Architecture Choices
1). Inception Module in Inception-v1 ~ v3
일단, Inception-v4의 상세 구조를 설명하기 전에 이전에 소개해드렸던 Inception-v1 ~ v3의 구조를 설명드리도록 하겠습니다.

위 그림은 Inception-v1의 inception module입니다. 각 path는 다양한 필터 크기를 가진 합성곱 계층으로 이루어져 있으며 각 path를 통과한 특징 맵들은 하나로 합쳐져서 다음 블록으로 전달됩니다. 하지만, 깊은 모델을 사용하게 되면 특징 맵의 채널 개수가 아주 많아지기 때문에 연산량을 줄이고자 (b)와 같이 1\timse1 합성곱 계층을 추가하여 비선형성을 늘리고 채널의 개수를 조절하는 방식을 택하게 되었죠.

위 그림은 Inception-v2 및 v3에서 사용한 inception module입니다. 기존 inception module이 multi-path 구조에서 다양한 필터의 크기를 이용하였지만 이는 연산량을 늘리는 원인이 됩니다. 따라서, 큰 필터 크기를 작은 필터 크기를 사용하는 여러 개의 합성곱 계층으로 대체함으로써 연산량을 줄이는 효과를 얻게 됩니다. 이뿐만 아니라 비대칭성 (asymmetric) 분해를 적용하여 추가적으로 연산량을 더 줄이게 되죠.
2).

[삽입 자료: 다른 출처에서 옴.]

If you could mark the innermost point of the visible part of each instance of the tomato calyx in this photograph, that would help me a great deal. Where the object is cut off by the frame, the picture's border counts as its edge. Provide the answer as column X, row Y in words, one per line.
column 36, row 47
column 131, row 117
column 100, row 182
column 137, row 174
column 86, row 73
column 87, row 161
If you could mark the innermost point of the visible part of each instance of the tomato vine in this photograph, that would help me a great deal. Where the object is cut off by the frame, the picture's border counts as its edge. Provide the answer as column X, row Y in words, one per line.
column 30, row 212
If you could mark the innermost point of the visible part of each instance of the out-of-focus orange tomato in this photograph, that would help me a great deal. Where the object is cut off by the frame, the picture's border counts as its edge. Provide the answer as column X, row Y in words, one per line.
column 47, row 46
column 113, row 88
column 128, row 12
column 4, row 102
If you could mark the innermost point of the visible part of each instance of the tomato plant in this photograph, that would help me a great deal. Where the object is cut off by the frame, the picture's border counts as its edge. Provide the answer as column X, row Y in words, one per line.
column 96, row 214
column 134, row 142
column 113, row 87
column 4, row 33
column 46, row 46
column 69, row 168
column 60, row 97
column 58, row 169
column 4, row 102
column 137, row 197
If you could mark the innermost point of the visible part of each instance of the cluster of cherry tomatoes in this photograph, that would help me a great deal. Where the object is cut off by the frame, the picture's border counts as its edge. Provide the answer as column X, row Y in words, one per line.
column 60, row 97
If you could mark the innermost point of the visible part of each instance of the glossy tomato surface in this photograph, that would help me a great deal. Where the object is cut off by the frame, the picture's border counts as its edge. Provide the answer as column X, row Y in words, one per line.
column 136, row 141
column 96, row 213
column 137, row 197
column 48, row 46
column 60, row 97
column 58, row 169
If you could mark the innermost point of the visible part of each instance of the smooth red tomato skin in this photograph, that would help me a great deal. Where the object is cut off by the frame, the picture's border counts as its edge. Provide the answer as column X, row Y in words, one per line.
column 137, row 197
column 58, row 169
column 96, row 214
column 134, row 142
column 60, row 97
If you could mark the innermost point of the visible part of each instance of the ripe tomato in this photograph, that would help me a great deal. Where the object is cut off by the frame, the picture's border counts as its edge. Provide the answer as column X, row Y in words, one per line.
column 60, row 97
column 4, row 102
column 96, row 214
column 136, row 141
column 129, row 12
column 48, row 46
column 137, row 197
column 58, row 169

Inception-v4

그림9는 본 논문에서 제안하는 모델 중 하나인 Inception-v4의 전체적인 구조입니다. 모델을 보시면 Stem 블록 이후에 Inception-A, Reduction-A, Inception-B, Reduction-B, Inception-C가 순서대로 사용되고 있습니다. 이제부터는 각 모듈이 어떻게 설계되었는 지 보도록 하겠습니다.
Stem Block

Inception-A

Reduction-A

Inception-B

Reduction-B

Inception-C

위 그림들은 Inception-v4 내에서 사용된 모듈의 상세한 블록 다이어그램입니다. 아무래도 Inception의 전통대로 모델을 구성하였기 때문에 모델자체는 많이 복잡해보이는 것은 사실입니다. 하지만, 실질적으로 기존의 Inception-v1와 Inception-v3의 블록을 많이 차용하여 구성하였기 때문에 이전의 Inception 모델만 이해하신다면 구현자체는 쉽습니다.
3). Inception-ResNet-v1 and Inception-ResNet-v2

그림15는 본 논문에서 제안하는 모델 중 하나인 Inception-ResNet-v1과 Inception-ResNet-v2의 전체적인 구조입니다. 모델을 보시면 Stem 블록 이후에 Inception-resnet-A, Reduction-A, Inception-resnet-B, Reduction-B, Inception-resnet-C가 순서대로 사용되고 있습니다. 이제부터는 각 모듈이 어떻게 설계되었는 지 보도록 하겠습니다. 이때, 주의할 점은 Inception-ResNet-v1과 Inception-ResNet-v2에는 약간의 차이점이 존재하기 때문에 이 부분을 유의하면서 봐야합니다.
Inception-ResNet-v1
Stem Block (V1)

Inception-resnet-A (V1)

Reduction-A (V1)

Inception-resnet-B (V1)

Reduction-B (V1)

Inception-resnet-C (V1)

Inception-ResNet-v2
Stem Block (V2)

Inception-resnet-A (V2)

Reduction-A (V2)

Inception-resnet-B (V2)

Reduction-B (V2)

Inception-resnet-C (V2)

Inception-resnet-v1과 Inception-resnet-v2의 차이점은 Stem Block과 각 Inception Module에서 사용된 path 및 필터의 개수 차이입니다. 상대적으로 Inception-resnet-v2가 Inception-v4와 유사한 파라미터를 가지고 있으며 Inception-resnet-v1와 Inception-v3가 유사한 파라미터를 가지고 있기 때문에 본 논문에서는 각각 비교를 진행합니다.
Experiment Results

그림21은 Inception-resnet-v1와 Inception-v3의 학습 비교를 하고 있습니다. 보시면 Inception-resnet-v1의 학습속도가 Inception-v3에 비해 훨씬 빠른 것을 알 수 있습니다.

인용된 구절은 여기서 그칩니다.